I know that already. Although, personally, I think it is ordinary life - one is either married or single - thus, for me the 'original' vocation is best described - and distinguished - by the Catechism:
2331 "God is love and in himself he lives a mystery of personal loving communion. Creating the human race in his own image . . .. God inscribed in the humanity of man and woman the vocation, and thus the capacity and responsibility, of love and communion."115 "God created man in his own image . . . male and female he created them";116 He blessed them and said, "Be fruitful and multiply";117 "When God created man, he made him in the likeness of God. Male and female he created them, and he blessed them and named them Man when they were created."118 - CCC
The Pharisees approached asked, "Is it lawful for a husband to divorce his wife?" They were testing him.
Yet like the Pharisees of old, many today question the whole concept of marriage and vocation, not a few seeking perhaps to justify themselves - for instance, in the single state. I say it like that because some people may not have the ability or generosity to commit themselves to follow a deeper call or vocation. I know! I'm sure that statement makes people mad - because some people make the excuse that they just can't find the right person to marry, or the right religious community to enter, or the right seminary to study in. Of course others may have legitimate impediments, and they ought to just let the question go. But I digress. My intention is to talk about marriage here.
So yeah, marriage is a vocation - when it is in accord with God's will of course. I'm not a theologian so I'm not attempting to define anything here - go to the Catechism for clear teaching on the subject.
Quite seriously, I see life more in terms of God's will, which I suppose is the same as his call - and that call originates in baptism - therein is vocation. So whatever state in life I find myself - I am single - I am called. The call exists within that context or state of being. Perhaps I am not saying it well, but, as I said in a comment on another post, personally I am not interested in hairsplitting definitions of vocation - and some people waste time and procrastinate doing that - it's a form of evasion.

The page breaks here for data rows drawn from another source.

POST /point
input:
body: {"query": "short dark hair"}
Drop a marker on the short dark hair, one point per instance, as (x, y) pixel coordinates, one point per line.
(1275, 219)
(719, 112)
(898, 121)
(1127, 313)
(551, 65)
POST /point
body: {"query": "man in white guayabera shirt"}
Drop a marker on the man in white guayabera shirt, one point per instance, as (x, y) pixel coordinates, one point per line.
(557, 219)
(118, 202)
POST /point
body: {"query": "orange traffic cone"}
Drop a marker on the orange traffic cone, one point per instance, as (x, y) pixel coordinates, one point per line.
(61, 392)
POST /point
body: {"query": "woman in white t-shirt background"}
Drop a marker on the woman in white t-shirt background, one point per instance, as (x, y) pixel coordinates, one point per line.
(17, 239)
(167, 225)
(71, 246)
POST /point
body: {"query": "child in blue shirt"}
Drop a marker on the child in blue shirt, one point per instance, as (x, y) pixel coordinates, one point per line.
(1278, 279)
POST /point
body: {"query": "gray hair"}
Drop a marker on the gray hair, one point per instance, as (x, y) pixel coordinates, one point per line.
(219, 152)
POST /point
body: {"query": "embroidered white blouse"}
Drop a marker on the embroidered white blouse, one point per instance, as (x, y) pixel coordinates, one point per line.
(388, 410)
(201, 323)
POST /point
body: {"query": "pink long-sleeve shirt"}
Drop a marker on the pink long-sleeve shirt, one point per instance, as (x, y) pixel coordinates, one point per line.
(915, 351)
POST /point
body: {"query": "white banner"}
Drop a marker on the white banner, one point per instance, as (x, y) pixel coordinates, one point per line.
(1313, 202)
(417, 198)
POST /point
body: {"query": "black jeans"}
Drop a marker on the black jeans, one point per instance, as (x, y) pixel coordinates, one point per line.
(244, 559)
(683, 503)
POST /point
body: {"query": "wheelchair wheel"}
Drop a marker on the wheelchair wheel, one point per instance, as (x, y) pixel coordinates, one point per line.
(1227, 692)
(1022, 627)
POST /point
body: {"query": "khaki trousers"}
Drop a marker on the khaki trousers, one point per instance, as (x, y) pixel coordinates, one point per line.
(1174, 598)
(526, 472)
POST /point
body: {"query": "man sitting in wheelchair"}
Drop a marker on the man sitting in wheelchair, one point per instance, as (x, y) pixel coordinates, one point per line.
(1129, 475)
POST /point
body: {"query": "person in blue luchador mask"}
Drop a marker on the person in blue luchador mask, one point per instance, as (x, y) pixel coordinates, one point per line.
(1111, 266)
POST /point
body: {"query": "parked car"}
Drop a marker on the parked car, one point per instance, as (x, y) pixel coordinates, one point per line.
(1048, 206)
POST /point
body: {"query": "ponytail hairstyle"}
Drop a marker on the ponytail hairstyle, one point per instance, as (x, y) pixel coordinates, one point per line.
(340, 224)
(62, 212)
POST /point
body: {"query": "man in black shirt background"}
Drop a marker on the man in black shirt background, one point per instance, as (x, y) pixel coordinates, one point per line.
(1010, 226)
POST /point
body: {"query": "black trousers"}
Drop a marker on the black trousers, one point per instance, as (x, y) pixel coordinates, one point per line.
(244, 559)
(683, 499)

Random: Divorce harms children.
Random: Divorce harms children.
I believe the married state is the normal, ordinary state most men and women are called to, priesthood is the highest call or vocation, religious life is essentially consecrated single life lived in community - it too is a well defined vocation. For those who are single, they too can consecrate their lives by fully living their baptismal vows - hence they can call it a vocation if they need too. Nevertheless, there is nothing wrong with ordinary life - as the Holy Family of Nazareth demonstrated. Christ was never married - which means he was single. Thus wouldn't it follow he sanctified single life? If you need a pedigree, add IAS after your name - I Am Single.
I'm not sure why we try so hard to define ourselves, or seek to complicate our lives by making ourselves more special than we already are: beloved sons and daughters of God, in and through Jesus Christ. I must be getting simple minded.
"Therefore what God has joined together, no human being must separate."
In Christ's time he spoke of a man issuing a decree of divorce, and although today's Gospel mentions the women suing for divorce, yet I think it wasn't all that common or easy for women to do so, since women had few, if any rights. Today it is completely different. Women have equal rights - which just may explain why so many Catholic bachelor-ettes want single life to be called a vocation. It also explains why there are a lot of divorces and annulments.
I had a friend who married a Guatemalan woman. They had kids and she went to school. She got a degree, got a job and adopted feminist attitudes towards marriage and reproductive rights. She left my friend and the kids and moved in with a woman. Similarly, not a few Catholic men have wives who left them because the husbands may have been too Catholic for them - in as much as the wife rejected Church teaching on contraception and abortion. Modern reasons for divorce are different today, and the petitioner of divorce has changed - Christ's teaching has not.
Divorce has undermined the sanctity of marriage for decades. Modern life and poular culture has as well - insofar as it has changed the mindset of people who prefer to be single rather than to be married; people who live together rather than be married; and those who divorce rather than accept the truth about marriage. I think such people undermine and help to redefine marriage as much as gay activists do.
Today's Gospel also explains why same sex marriage can't exist:
But from the beginning of creation, God made them male and female.
For this reason a man shall leave his father and mother
and be joined to his wife,
and the two shall become one flesh.
So they are no longer two but one flesh. - Mark 10: 2-16
Works for me.
Disclaimer: I may be way off base here - so pay no attention to me and drop me from your reading list if you don't like what I say. Consult your Catechism and Scripture and Diocesan Tribunal instead of wasting your time with a blogging-busy-body, narcissistic hypocrite like me. Thank you.